I twined a strand of the afore-mentioned hair around my finger and glared at the phone. Why on earth had Pierce called me up to inquire about my hair and Mazatlan?
“Yes, I do and I did. What wig? Why are you asking me all these questions? And when did you get back? I thought you were in London working for the BBC.”
“Oh, I left them, they had no scope, no scope at all. I’m still in London, but I’m working for an independent channel now. Excellent! I knew you’d be perfect for this. I’m overnighting a package to you, you can read the notes and the rule book on the plane, ‘K?”
I blinked a couple of times hoping it would aid my thought processes in straightening out the tangled mess of his conversation. It didn’t help. “What package? What plane? Pierce, what are you talking about?”
He sighed noisily in my ear, then muttered something about never understanding women. “It’s all very fabu and you’re going to love it, and you won’t believe the strings I had to pull to get this for you, but the job pays ten thousand dollars, and I since I owe you big-time, I moved heaven and hell and got the job for you. You can thank me later, right now you have to pack. But not much, because they’ll take your measurements on Tuesday, and should have the basic necessities done by Wednesday, Thursday at the latest. You’re still an eighteen, right? I can tell them that, and they’ll get started.”
“Job? You got me a research job that pays ten grand?” My head swam at the thought of all that money. Bills, I could pay off the remainder of Peter’s medical bills. And get the roof repaired. Maybe there would even be some left over so I wouldn’t have to drive around on bald tires. The money would certainly come in…hey! “What measurements? What basic necessities? Don’t you dare tell anyone I wear a size eighteen! I’ll hang you by your balls if you do!”
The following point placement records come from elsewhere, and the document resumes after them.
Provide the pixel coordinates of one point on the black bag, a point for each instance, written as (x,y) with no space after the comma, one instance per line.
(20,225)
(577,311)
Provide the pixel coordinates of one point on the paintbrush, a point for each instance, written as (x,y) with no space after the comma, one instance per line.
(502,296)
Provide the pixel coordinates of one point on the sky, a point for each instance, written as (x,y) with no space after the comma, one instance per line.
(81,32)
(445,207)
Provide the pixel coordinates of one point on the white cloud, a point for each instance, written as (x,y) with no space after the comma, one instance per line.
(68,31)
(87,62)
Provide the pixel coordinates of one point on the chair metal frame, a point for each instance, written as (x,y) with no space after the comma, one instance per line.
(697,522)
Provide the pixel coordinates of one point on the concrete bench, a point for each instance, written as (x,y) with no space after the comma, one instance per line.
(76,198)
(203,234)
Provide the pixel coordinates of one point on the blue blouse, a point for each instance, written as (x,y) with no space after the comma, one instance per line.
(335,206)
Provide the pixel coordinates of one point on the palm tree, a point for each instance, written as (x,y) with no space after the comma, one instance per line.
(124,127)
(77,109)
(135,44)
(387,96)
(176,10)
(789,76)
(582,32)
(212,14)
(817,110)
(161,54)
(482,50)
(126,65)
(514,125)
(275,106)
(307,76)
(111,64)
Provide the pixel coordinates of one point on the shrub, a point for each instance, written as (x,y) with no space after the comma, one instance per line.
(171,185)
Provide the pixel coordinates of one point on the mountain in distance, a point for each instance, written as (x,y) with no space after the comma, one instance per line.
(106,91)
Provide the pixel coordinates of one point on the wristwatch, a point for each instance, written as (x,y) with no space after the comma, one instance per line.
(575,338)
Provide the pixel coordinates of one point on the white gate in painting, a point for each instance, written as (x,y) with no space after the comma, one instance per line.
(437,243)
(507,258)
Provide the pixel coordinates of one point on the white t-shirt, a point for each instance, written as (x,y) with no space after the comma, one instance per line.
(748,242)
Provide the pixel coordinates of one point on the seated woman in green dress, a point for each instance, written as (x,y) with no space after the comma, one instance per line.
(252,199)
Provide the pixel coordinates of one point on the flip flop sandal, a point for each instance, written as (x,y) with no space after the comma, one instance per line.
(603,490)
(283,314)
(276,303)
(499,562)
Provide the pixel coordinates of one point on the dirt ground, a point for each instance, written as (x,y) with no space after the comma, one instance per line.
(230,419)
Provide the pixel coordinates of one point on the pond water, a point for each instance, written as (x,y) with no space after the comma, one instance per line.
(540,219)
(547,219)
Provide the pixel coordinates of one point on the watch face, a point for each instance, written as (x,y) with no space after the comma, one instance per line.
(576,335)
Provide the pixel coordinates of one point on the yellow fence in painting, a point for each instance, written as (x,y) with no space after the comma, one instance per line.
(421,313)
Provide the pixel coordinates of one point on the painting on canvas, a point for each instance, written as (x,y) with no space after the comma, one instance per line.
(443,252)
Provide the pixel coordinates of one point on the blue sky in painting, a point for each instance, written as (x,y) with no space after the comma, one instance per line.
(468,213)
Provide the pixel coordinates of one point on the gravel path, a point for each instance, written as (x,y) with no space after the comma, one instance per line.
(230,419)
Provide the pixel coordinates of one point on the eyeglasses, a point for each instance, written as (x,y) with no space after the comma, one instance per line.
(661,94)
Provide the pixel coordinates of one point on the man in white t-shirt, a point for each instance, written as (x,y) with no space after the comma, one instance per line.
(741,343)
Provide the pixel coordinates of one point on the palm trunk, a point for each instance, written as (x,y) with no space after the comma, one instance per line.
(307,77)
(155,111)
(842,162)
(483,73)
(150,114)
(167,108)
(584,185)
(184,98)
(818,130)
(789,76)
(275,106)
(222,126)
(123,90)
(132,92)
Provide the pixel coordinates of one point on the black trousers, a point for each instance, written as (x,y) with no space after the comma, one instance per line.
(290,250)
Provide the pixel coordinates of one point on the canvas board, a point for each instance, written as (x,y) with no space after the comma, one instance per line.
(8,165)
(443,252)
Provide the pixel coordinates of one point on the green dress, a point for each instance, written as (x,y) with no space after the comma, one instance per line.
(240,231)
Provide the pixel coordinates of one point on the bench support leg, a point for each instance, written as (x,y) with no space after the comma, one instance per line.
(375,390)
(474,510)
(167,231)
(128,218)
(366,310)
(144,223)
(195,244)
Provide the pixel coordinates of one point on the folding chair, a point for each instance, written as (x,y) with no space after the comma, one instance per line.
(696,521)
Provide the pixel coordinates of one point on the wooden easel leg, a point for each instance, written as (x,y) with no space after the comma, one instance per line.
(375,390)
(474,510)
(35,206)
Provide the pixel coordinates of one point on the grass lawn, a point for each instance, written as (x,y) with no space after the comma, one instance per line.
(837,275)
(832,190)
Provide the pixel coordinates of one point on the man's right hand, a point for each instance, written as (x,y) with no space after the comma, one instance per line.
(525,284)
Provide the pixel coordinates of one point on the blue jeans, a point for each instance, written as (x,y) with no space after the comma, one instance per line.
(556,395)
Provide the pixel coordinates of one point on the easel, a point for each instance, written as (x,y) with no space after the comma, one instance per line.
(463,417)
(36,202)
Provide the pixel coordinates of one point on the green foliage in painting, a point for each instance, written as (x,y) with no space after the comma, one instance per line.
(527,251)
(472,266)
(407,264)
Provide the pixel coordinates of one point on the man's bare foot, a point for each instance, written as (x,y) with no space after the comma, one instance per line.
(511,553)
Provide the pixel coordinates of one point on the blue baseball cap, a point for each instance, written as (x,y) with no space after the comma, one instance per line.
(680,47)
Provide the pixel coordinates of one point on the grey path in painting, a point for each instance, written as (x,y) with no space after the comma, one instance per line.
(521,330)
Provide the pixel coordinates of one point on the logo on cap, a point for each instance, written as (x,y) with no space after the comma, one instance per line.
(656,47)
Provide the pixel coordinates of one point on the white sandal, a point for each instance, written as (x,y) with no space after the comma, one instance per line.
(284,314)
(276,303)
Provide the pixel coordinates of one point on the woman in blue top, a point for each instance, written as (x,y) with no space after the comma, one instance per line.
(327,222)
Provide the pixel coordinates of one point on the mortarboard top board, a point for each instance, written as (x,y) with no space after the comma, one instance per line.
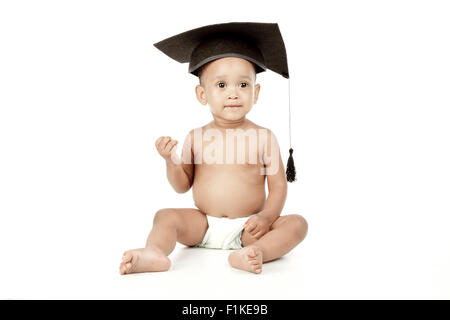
(259,43)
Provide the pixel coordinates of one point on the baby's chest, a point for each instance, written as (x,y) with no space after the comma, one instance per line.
(228,152)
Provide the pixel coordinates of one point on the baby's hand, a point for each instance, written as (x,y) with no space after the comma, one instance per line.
(166,146)
(257,226)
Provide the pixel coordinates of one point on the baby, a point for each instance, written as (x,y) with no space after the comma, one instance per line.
(232,210)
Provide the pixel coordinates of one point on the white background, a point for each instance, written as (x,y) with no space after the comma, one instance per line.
(84,95)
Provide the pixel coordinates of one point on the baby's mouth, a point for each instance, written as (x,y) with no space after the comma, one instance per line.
(233,106)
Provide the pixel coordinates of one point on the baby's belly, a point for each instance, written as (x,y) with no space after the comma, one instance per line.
(228,192)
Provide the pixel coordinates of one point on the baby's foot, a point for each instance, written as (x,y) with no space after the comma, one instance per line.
(248,258)
(144,260)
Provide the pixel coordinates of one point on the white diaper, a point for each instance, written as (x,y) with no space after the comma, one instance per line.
(224,233)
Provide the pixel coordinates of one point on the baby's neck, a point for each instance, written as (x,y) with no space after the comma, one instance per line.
(227,124)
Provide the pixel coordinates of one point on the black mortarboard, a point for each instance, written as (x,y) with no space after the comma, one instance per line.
(259,43)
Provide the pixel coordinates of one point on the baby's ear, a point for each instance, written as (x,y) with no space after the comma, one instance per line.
(256,93)
(201,94)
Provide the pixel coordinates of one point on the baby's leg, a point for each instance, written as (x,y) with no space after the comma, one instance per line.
(284,234)
(187,226)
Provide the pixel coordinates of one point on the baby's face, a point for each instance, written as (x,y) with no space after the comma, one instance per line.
(228,86)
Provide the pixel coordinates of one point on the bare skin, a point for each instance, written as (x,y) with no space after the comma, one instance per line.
(222,190)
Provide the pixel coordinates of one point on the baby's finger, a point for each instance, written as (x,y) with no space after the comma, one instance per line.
(250,227)
(254,232)
(259,234)
(163,143)
(170,145)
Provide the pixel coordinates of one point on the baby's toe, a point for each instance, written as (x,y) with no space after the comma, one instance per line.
(127,257)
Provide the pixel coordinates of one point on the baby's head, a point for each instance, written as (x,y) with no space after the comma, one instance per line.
(228,81)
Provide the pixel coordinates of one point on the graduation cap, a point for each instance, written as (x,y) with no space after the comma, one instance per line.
(259,43)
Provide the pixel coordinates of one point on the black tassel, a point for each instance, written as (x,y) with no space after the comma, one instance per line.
(290,168)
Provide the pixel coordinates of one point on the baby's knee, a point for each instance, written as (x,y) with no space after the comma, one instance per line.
(166,216)
(299,225)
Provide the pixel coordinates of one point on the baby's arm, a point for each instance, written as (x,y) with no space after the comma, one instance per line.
(179,172)
(276,181)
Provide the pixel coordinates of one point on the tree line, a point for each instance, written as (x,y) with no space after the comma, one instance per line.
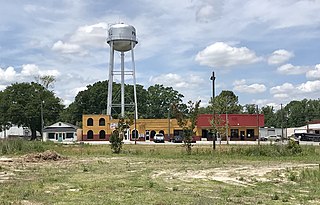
(34,105)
He sighed again, then spoke very deliberately, enunciating carefully as if I was the one who wasn’t making sense. “The measurements are for the wardrobe, honey. I have to tell them your size, so they know what sort of costumes to find—Cynthia was much smaller and her wardrobe wouldn’t fit you. Of course, she had to wear the wig and you won’t, so there are compensations. There’s no research other than reading the rule book, no genealogy other than you being a duke’s wife. Now that we have that settled, are there any other questions? I’m on a very tight schedule, and I have to get back to Roger and tell him you’re go, and then there’s a million other things to take care of, you just have no idea how busy I am.”
I breathed heavily through my nose for a moment, then said, just as carefully and slowly, “Pierce, you’re quite, quite mad, aren’t you? Or drunk. Whichever it is, I don’t have time for this game.”
“Don’t be ridiculous.” This was said in his usual sharp, quick manner. “You can’t tell me that the genealogical research business is so brisk that you can’t take a month off to film a television show, especially not when there’s ten big ones for you at the end of it. Get hopping, Tessa. Your plane leaves tomorrow night at…” There was a faint sound of paper rustling over his muted mumblings. “…I know that lovely little bit of crumpet wrote it down here somewhere, such a scrumptious boy, but no brains whatsoever…ah, here it is. Yes, as I thought, your plane leaves at six tomorrow night. Gives you all the time in the world to pack and tie up loose ends. But don’t pack too much, you won’t need any clothing unless you want to stay after the show’s over.”
“Pierce, I haven’t the slightest idea—”
“I’ve told you and told you! It’s a TV show!”
I blinked a half dozen more times, then rallied my wits. “You got me a job on a TV show? An English TV show?”
“Yes, yes, a thousand times yes! All you have to do is be the duke’s wife. It’s very simple, even a child could understand it. Honestly, honey, you need to make a little more effort to pay attention. I don’t want Roger thinking you’re not fit to be a duchess.”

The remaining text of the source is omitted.